The conclusion from the overall average is not so much that tee-ball players are better than professionals, but rather that tee-ball players hit stationary balls better than professionals hit 90mph pitches.

0
On

This apparent paradox depends on the fact that, when you group two or more prevalences (e.g., proportions) observed in subsets, the resulting prevalence in the overall population is not the arithmetic mean of these prevalences, but rather a weighted mean (in particular, weighted by the size of each subset).

For example, let us take a group $A$ of size $8$ divided in two subsets $A_1$ of size $3$ and $A_2$ of size $5$. Let us hypothesize that a certain property is present in one item of subset $A_1$ and one item of subset $A_2$. The prevalences in $A_1$ and $A_2$ are then $\frac{1}{3}$ and $\frac{1}{5}$, and the resulting overall prevalence in $A$ is $\frac{1+1}{5+3}=\frac{2}{8}=\frac{1}{4}=0.25$. Note that this weighted value is smaller than the arithmetic mean, that would have been $\frac{4}{15}$: this occurs because the larger subset $A_2$ (with lower prevalence) "weights" more than the subset $A_1$.

Now consider a group $B$ of size $1003$ divided in two subsets $B_1$ of size $3$ and $B_2$ of size $1000$. Let us hypothesize that the above mentioned property is present in one item of subset $B_1$ and $200$ item of subset $B_2$. The prevalences in $B_1$ and $B_2$ are then $\frac{1}{3}$ and $\frac{200}{1000}=\frac{1}{5}$, i.e. equal to the subsets $A_1$ and $A_2$. However, the resulting overall prevalence in $B$ is $\frac{1+200}{3+1000}=\frac{201}{1003} \approx 0.2004$. Again, this weighted value is smaller than the arithmetic mean. More importantly, despite the identical prevalences of subsets, this case results in a considerably smaller overall prevalence as compared to that obtained for group $A$. This depends on the fact that the very large subset $B_2$ (with lower prevalence) "weights" very much, and then leads to a relatively smaller overall prevalence. The overall prevalence, in this case, is very near to that of the largely predominant subset.

These two examples show why two subsets with given prevalences can result in very different overall group prevalences, depending on the relative sizes of the subsets.

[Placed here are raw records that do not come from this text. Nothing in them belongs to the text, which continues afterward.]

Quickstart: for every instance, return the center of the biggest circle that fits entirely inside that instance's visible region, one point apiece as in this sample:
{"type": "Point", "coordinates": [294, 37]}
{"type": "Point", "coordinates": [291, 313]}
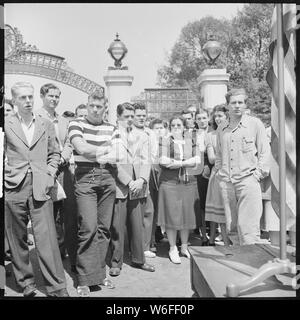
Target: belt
{"type": "Point", "coordinates": [93, 165]}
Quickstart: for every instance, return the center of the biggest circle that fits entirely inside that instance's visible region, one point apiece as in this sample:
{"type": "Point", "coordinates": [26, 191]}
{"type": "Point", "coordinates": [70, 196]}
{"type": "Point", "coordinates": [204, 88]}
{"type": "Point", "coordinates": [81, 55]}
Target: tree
{"type": "Point", "coordinates": [245, 40]}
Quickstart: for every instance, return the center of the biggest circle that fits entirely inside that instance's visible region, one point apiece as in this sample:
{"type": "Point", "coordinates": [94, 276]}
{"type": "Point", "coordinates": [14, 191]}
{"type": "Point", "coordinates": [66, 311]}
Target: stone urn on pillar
{"type": "Point", "coordinates": [213, 82]}
{"type": "Point", "coordinates": [117, 80]}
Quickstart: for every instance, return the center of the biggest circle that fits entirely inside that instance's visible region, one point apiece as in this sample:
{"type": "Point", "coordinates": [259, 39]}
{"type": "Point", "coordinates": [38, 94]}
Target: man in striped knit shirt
{"type": "Point", "coordinates": [97, 148]}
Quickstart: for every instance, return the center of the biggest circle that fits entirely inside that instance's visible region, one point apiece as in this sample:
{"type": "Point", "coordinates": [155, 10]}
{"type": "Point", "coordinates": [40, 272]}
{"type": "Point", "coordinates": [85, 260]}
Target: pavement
{"type": "Point", "coordinates": [168, 281]}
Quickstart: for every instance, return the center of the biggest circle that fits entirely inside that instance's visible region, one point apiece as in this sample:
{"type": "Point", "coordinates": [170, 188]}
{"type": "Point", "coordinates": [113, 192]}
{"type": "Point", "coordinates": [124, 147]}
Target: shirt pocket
{"type": "Point", "coordinates": [248, 144]}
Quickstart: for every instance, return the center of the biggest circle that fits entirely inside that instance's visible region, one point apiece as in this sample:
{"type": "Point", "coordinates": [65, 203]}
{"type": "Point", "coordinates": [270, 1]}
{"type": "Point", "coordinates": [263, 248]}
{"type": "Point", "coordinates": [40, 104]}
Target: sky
{"type": "Point", "coordinates": [82, 33]}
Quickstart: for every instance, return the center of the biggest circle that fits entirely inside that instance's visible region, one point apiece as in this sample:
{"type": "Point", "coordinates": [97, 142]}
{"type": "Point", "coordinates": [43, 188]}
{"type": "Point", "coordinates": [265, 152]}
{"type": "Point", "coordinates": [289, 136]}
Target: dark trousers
{"type": "Point", "coordinates": [202, 184]}
{"type": "Point", "coordinates": [148, 222]}
{"type": "Point", "coordinates": [95, 192]}
{"type": "Point", "coordinates": [130, 213]}
{"type": "Point", "coordinates": [65, 216]}
{"type": "Point", "coordinates": [154, 199]}
{"type": "Point", "coordinates": [19, 203]}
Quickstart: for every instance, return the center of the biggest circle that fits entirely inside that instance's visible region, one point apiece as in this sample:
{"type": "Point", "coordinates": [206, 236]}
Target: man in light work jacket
{"type": "Point", "coordinates": [132, 190]}
{"type": "Point", "coordinates": [32, 160]}
{"type": "Point", "coordinates": [64, 210]}
{"type": "Point", "coordinates": [242, 160]}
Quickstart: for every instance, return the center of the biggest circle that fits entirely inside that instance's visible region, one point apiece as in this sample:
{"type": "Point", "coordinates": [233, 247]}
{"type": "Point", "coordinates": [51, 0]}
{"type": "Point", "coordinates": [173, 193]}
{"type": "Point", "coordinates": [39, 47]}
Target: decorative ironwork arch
{"type": "Point", "coordinates": [24, 59]}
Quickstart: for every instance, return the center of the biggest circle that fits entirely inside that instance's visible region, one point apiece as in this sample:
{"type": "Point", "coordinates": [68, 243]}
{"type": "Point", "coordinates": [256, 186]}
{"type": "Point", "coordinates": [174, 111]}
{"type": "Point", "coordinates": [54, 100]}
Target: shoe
{"type": "Point", "coordinates": [145, 267]}
{"type": "Point", "coordinates": [205, 243]}
{"type": "Point", "coordinates": [73, 269]}
{"type": "Point", "coordinates": [29, 291]}
{"type": "Point", "coordinates": [83, 291]}
{"type": "Point", "coordinates": [149, 254]}
{"type": "Point", "coordinates": [114, 272]}
{"type": "Point", "coordinates": [62, 293]}
{"type": "Point", "coordinates": [197, 232]}
{"type": "Point", "coordinates": [185, 253]}
{"type": "Point", "coordinates": [8, 273]}
{"type": "Point", "coordinates": [108, 284]}
{"type": "Point", "coordinates": [95, 288]}
{"type": "Point", "coordinates": [7, 257]}
{"type": "Point", "coordinates": [174, 256]}
{"type": "Point", "coordinates": [153, 248]}
{"type": "Point", "coordinates": [29, 242]}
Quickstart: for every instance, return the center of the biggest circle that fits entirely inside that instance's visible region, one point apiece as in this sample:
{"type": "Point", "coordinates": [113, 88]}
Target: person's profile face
{"type": "Point", "coordinates": [237, 105]}
{"type": "Point", "coordinates": [202, 120]}
{"type": "Point", "coordinates": [81, 113]}
{"type": "Point", "coordinates": [140, 118]}
{"type": "Point", "coordinates": [96, 109]}
{"type": "Point", "coordinates": [177, 126]}
{"type": "Point", "coordinates": [219, 116]}
{"type": "Point", "coordinates": [193, 111]}
{"type": "Point", "coordinates": [8, 109]}
{"type": "Point", "coordinates": [23, 99]}
{"type": "Point", "coordinates": [159, 129]}
{"type": "Point", "coordinates": [126, 118]}
{"type": "Point", "coordinates": [51, 98]}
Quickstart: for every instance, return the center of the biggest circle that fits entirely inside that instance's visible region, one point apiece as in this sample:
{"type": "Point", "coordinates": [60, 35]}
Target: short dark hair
{"type": "Point", "coordinates": [96, 95]}
{"type": "Point", "coordinates": [166, 124]}
{"type": "Point", "coordinates": [48, 86]}
{"type": "Point", "coordinates": [202, 110]}
{"type": "Point", "coordinates": [124, 106]}
{"type": "Point", "coordinates": [140, 106]}
{"type": "Point", "coordinates": [219, 107]}
{"type": "Point", "coordinates": [236, 92]}
{"type": "Point", "coordinates": [81, 106]}
{"type": "Point", "coordinates": [68, 114]}
{"type": "Point", "coordinates": [177, 117]}
{"type": "Point", "coordinates": [8, 101]}
{"type": "Point", "coordinates": [155, 121]}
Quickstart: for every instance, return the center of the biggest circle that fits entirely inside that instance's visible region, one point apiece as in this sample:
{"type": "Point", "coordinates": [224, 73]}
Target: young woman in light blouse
{"type": "Point", "coordinates": [179, 156]}
{"type": "Point", "coordinates": [214, 207]}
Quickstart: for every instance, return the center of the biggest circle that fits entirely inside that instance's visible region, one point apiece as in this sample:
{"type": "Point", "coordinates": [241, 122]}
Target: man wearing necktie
{"type": "Point", "coordinates": [32, 160]}
{"type": "Point", "coordinates": [64, 210]}
{"type": "Point", "coordinates": [131, 192]}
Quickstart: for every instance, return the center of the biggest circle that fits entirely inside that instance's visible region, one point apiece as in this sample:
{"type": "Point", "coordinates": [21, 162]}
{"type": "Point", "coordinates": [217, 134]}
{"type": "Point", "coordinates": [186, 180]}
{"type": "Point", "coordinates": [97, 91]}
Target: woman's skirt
{"type": "Point", "coordinates": [214, 207]}
{"type": "Point", "coordinates": [177, 205]}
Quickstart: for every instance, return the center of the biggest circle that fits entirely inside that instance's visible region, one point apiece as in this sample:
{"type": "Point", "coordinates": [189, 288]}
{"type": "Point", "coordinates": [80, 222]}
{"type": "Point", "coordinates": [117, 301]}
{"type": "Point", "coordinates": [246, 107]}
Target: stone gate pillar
{"type": "Point", "coordinates": [118, 83]}
{"type": "Point", "coordinates": [213, 87]}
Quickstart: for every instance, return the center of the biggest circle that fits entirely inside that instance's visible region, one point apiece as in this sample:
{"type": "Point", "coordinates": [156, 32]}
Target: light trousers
{"type": "Point", "coordinates": [243, 209]}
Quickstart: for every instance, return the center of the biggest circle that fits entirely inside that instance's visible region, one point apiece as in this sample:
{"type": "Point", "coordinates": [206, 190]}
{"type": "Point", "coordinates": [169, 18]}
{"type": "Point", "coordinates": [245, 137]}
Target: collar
{"type": "Point", "coordinates": [50, 116]}
{"type": "Point", "coordinates": [22, 120]}
{"type": "Point", "coordinates": [243, 122]}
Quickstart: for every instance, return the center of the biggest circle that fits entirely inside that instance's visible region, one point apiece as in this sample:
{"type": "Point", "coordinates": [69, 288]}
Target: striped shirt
{"type": "Point", "coordinates": [103, 136]}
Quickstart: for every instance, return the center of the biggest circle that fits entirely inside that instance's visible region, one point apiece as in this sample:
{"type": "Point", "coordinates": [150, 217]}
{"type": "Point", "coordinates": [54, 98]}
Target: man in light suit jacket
{"type": "Point", "coordinates": [32, 160]}
{"type": "Point", "coordinates": [64, 210]}
{"type": "Point", "coordinates": [131, 193]}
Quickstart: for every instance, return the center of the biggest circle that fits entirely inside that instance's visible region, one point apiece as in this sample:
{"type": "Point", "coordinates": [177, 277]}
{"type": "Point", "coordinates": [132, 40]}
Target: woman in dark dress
{"type": "Point", "coordinates": [179, 156]}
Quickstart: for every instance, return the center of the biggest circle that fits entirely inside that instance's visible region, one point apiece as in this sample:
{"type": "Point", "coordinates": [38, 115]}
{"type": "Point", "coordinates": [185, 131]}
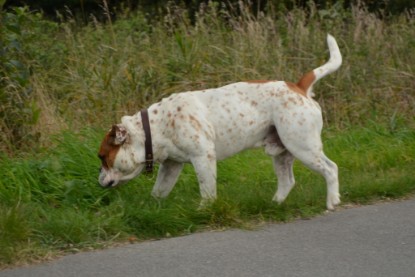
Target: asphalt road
{"type": "Point", "coordinates": [377, 240]}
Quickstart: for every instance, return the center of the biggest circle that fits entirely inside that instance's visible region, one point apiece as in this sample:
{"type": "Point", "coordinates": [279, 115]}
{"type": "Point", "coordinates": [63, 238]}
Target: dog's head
{"type": "Point", "coordinates": [122, 156]}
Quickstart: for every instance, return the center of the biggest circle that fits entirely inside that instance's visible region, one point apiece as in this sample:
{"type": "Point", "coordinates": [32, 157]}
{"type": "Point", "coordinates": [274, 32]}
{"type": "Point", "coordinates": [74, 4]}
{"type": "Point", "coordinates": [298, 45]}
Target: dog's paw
{"type": "Point", "coordinates": [332, 201]}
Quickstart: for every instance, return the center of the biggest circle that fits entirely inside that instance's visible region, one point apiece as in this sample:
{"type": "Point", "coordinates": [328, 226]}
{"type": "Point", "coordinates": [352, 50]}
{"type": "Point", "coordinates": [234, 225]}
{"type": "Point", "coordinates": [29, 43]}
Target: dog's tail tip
{"type": "Point", "coordinates": [308, 80]}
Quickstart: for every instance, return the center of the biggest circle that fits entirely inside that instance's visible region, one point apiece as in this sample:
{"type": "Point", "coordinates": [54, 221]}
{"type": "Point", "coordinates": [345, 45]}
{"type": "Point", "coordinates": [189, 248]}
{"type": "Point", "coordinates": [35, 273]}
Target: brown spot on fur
{"type": "Point", "coordinates": [306, 81]}
{"type": "Point", "coordinates": [108, 149]}
{"type": "Point", "coordinates": [304, 84]}
{"type": "Point", "coordinates": [296, 89]}
{"type": "Point", "coordinates": [196, 124]}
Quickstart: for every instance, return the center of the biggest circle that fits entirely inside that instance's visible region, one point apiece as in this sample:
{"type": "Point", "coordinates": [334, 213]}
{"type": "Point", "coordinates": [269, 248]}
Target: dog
{"type": "Point", "coordinates": [201, 127]}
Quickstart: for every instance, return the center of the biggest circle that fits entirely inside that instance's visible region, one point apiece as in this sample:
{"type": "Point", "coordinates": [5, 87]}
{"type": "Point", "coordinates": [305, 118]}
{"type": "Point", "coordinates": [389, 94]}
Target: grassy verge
{"type": "Point", "coordinates": [61, 75]}
{"type": "Point", "coordinates": [51, 204]}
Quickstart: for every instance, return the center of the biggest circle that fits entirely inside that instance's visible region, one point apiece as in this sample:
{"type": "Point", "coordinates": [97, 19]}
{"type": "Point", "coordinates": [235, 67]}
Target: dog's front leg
{"type": "Point", "coordinates": [167, 176]}
{"type": "Point", "coordinates": [283, 166]}
{"type": "Point", "coordinates": [205, 167]}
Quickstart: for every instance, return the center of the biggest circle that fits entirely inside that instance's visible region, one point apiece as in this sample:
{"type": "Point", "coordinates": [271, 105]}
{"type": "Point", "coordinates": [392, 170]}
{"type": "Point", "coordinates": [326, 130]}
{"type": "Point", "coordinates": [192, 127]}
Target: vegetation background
{"type": "Point", "coordinates": [68, 72]}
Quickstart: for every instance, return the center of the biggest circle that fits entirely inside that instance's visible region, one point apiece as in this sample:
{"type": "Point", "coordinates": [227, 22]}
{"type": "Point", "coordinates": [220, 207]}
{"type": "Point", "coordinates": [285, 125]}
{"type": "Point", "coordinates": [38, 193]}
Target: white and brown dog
{"type": "Point", "coordinates": [204, 126]}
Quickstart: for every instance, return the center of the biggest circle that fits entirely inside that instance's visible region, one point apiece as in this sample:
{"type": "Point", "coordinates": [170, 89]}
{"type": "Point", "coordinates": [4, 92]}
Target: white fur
{"type": "Point", "coordinates": [204, 126]}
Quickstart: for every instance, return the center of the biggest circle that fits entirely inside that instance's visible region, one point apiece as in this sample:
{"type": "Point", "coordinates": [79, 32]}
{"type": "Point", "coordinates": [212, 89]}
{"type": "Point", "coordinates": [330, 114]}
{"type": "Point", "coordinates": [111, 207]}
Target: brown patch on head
{"type": "Point", "coordinates": [109, 149]}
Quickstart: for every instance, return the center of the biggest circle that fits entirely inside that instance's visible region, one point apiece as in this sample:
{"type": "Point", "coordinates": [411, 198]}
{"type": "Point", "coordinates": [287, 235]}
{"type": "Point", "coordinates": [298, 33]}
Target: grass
{"type": "Point", "coordinates": [65, 84]}
{"type": "Point", "coordinates": [52, 204]}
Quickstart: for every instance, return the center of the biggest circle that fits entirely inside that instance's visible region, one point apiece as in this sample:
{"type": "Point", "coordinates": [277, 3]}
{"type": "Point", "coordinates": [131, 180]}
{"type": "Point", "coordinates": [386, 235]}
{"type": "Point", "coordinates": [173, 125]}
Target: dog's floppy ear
{"type": "Point", "coordinates": [119, 134]}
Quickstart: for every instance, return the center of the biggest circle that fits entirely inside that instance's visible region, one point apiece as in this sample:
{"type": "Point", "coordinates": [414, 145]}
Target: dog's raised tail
{"type": "Point", "coordinates": [309, 79]}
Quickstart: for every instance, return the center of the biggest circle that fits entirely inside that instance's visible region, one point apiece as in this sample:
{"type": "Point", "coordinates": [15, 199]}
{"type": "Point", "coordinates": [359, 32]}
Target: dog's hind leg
{"type": "Point", "coordinates": [167, 176]}
{"type": "Point", "coordinates": [283, 166]}
{"type": "Point", "coordinates": [317, 161]}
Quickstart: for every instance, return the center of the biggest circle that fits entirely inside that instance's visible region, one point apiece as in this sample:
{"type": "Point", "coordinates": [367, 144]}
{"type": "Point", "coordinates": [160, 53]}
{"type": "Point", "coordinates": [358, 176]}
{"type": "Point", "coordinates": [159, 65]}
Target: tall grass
{"type": "Point", "coordinates": [52, 203]}
{"type": "Point", "coordinates": [83, 78]}
{"type": "Point", "coordinates": [92, 75]}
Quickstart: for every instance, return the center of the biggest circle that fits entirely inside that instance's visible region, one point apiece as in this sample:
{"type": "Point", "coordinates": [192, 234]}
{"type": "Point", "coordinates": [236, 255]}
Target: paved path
{"type": "Point", "coordinates": [377, 240]}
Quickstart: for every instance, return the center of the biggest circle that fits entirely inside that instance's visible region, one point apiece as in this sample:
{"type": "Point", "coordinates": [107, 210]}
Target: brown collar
{"type": "Point", "coordinates": [148, 144]}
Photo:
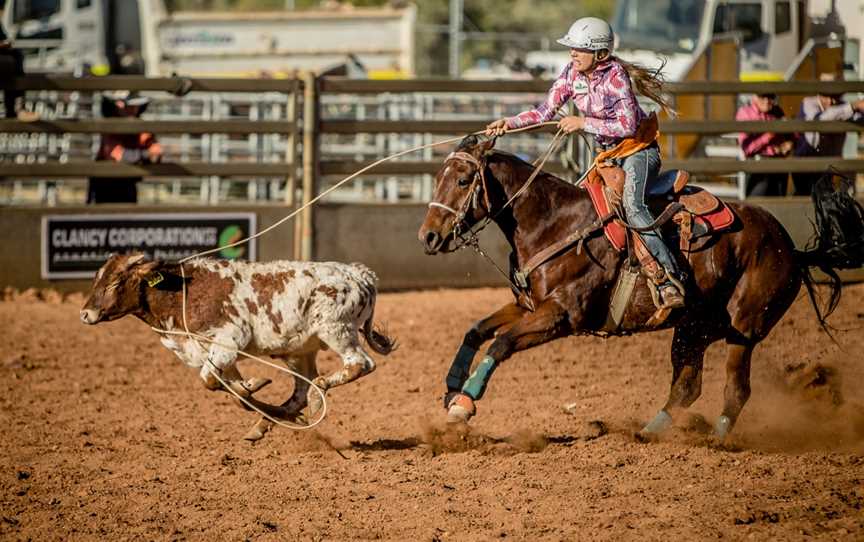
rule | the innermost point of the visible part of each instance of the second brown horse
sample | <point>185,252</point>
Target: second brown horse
<point>740,283</point>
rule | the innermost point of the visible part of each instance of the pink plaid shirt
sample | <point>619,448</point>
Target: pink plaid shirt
<point>604,97</point>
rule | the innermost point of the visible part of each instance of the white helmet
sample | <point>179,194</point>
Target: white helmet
<point>589,33</point>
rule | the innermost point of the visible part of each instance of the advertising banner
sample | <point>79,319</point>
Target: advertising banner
<point>76,246</point>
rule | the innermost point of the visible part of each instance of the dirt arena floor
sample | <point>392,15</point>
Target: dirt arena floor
<point>108,436</point>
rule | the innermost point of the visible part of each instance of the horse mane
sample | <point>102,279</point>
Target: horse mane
<point>565,186</point>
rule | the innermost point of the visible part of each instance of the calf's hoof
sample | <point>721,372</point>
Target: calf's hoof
<point>461,409</point>
<point>254,384</point>
<point>258,430</point>
<point>314,397</point>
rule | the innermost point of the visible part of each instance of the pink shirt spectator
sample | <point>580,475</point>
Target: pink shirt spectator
<point>759,144</point>
<point>604,96</point>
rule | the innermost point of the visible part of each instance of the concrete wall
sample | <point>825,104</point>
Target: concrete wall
<point>384,237</point>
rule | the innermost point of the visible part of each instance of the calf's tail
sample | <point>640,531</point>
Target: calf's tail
<point>839,239</point>
<point>377,338</point>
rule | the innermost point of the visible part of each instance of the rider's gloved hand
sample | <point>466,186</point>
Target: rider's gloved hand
<point>571,124</point>
<point>497,128</point>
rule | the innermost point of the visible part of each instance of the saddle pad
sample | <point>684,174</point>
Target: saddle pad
<point>710,213</point>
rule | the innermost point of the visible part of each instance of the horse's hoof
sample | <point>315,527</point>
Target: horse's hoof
<point>461,409</point>
<point>721,430</point>
<point>258,430</point>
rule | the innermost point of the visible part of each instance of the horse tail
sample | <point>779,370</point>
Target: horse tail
<point>838,242</point>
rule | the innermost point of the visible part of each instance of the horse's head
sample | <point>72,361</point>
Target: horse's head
<point>461,197</point>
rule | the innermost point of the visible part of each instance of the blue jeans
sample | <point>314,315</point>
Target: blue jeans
<point>642,169</point>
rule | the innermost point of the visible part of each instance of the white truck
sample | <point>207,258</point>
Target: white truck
<point>101,37</point>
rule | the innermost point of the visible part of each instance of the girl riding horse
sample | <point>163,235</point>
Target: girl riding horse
<point>600,86</point>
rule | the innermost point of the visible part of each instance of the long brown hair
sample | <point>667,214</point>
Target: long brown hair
<point>648,83</point>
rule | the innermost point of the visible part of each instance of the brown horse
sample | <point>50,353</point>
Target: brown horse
<point>740,282</point>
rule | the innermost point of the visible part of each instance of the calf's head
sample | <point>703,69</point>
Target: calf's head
<point>117,288</point>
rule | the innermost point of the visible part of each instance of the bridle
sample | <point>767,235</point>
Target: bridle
<point>469,204</point>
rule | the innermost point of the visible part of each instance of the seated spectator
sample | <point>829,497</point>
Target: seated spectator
<point>823,106</point>
<point>126,148</point>
<point>765,145</point>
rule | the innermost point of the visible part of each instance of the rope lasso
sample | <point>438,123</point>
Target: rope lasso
<point>198,338</point>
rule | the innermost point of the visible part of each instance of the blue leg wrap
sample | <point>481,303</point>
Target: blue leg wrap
<point>722,427</point>
<point>459,368</point>
<point>476,384</point>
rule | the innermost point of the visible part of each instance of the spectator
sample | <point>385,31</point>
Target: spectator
<point>823,106</point>
<point>126,148</point>
<point>766,145</point>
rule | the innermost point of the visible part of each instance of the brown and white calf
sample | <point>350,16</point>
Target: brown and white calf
<point>287,310</point>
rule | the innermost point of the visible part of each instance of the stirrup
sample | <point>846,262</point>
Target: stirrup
<point>460,409</point>
<point>671,297</point>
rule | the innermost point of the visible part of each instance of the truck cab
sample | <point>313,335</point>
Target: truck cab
<point>81,37</point>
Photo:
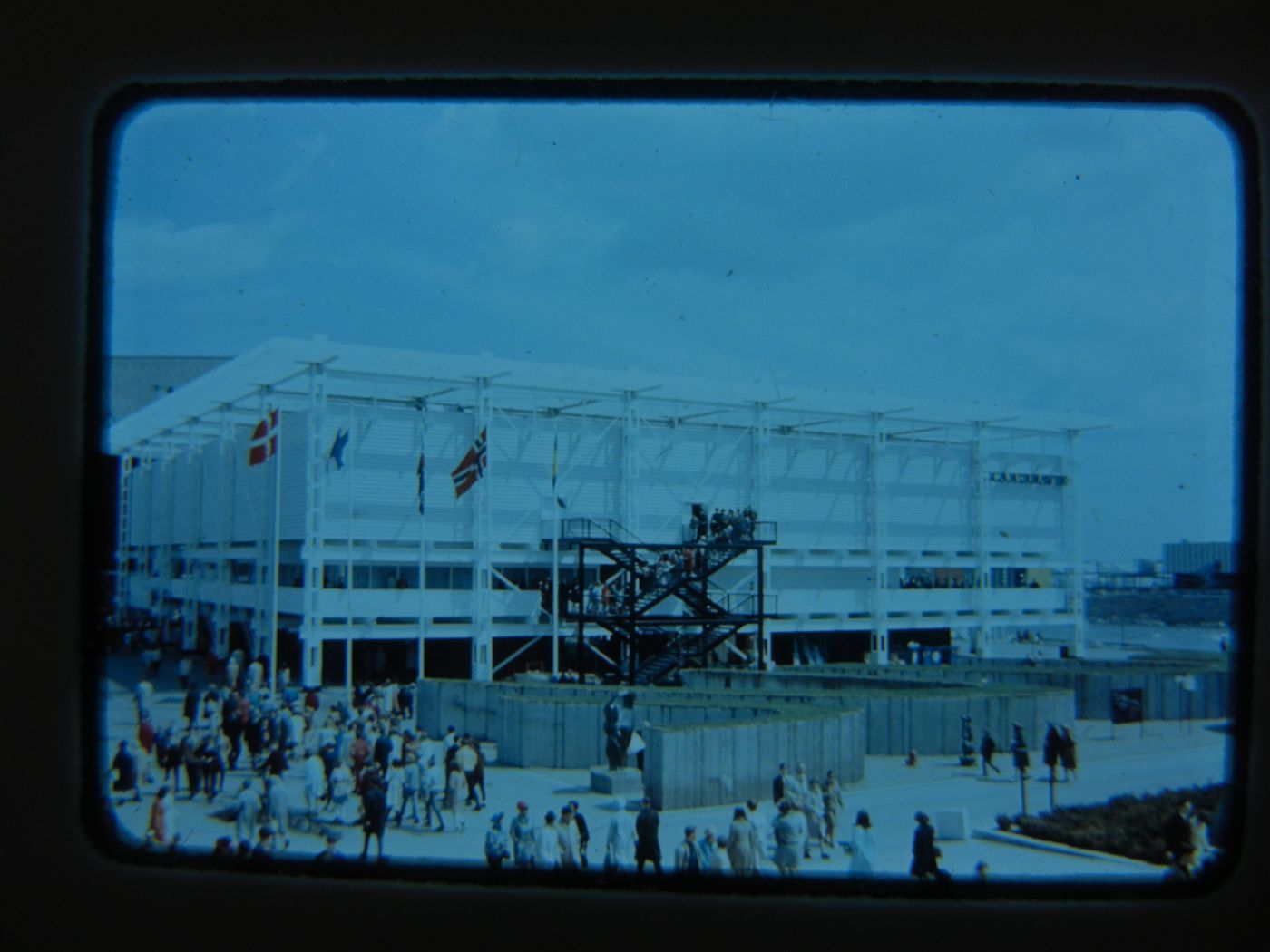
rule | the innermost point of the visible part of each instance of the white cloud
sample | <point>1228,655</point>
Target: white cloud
<point>155,251</point>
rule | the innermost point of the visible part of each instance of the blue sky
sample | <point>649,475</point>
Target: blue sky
<point>1048,257</point>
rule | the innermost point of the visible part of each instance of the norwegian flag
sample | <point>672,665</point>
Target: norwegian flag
<point>472,467</point>
<point>264,440</point>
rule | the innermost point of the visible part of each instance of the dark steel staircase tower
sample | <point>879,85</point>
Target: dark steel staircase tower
<point>663,603</point>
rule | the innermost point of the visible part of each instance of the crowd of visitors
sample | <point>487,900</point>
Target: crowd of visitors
<point>361,763</point>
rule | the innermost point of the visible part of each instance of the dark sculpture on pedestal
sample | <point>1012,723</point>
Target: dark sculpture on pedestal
<point>967,758</point>
<point>619,726</point>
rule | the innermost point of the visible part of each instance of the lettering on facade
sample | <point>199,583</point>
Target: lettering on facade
<point>1031,479</point>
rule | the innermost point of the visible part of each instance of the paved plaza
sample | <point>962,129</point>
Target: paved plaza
<point>1132,759</point>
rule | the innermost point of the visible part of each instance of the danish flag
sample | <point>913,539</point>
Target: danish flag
<point>472,467</point>
<point>264,440</point>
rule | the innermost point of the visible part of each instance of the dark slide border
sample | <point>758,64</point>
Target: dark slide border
<point>65,888</point>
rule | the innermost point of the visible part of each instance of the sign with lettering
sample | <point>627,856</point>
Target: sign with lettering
<point>1031,479</point>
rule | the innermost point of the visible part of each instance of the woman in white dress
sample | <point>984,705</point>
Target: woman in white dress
<point>864,850</point>
<point>343,805</point>
<point>620,846</point>
<point>546,843</point>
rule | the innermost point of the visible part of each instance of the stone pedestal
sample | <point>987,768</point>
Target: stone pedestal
<point>626,782</point>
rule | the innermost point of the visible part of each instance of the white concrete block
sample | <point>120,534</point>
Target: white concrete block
<point>952,824</point>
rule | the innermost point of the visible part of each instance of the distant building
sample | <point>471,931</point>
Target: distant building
<point>136,381</point>
<point>371,508</point>
<point>1202,564</point>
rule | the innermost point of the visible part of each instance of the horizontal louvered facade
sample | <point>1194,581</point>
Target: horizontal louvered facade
<point>883,520</point>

This also explains how two subsets $A_1$ and $A_2$, with prevalences that are both lower than those of other two subsets $B_1$ and $B_2$, respectively, can give a paradoxically higher overall prevalence. This can occur, for instance, when among two subsets of the same group there is a larger size of the subset with lower prevalence, whereas the opposite occurs in the other group. Varying the example above, imagine that group $A$ has size $1003$ and is divided in two subsets $A_1$ of size $990$ and $A_2$ of size $13$, with prevalences of a given property of $\frac{300}{990} \approx 0.303$ and $\frac{1}{13} \approx 0.077$, respectively. Let us compare this group with the same group $B$ described above, having size $1003$ and including two subsets with prevalences in $B_1$ and $B_2$ of $\frac{1}{3}$ and $\frac{200}{1000}=\frac{1}{5}$, respectively. Despite the prevalence in $A_1$ is lower than that in $B_1$, and that in $A_2$ is lower than that in $B_2$, the overall prevalence in $A$ is $\frac{301}{1003} \approx 0.30$, i.e. much larger than the $0.20$ prevalence of group $B$. This depends on the fact that the subset $A_1$, with considerably larger size and higher prevalence than $A_2$, weights much more and leads to a relatively high overall prevalence. The opposite occurs in group $B$ where the subset $B_2$, with considerably larger size but lower prevalence than $B_1$, weights much more and leads to a relatively low overall prevalence.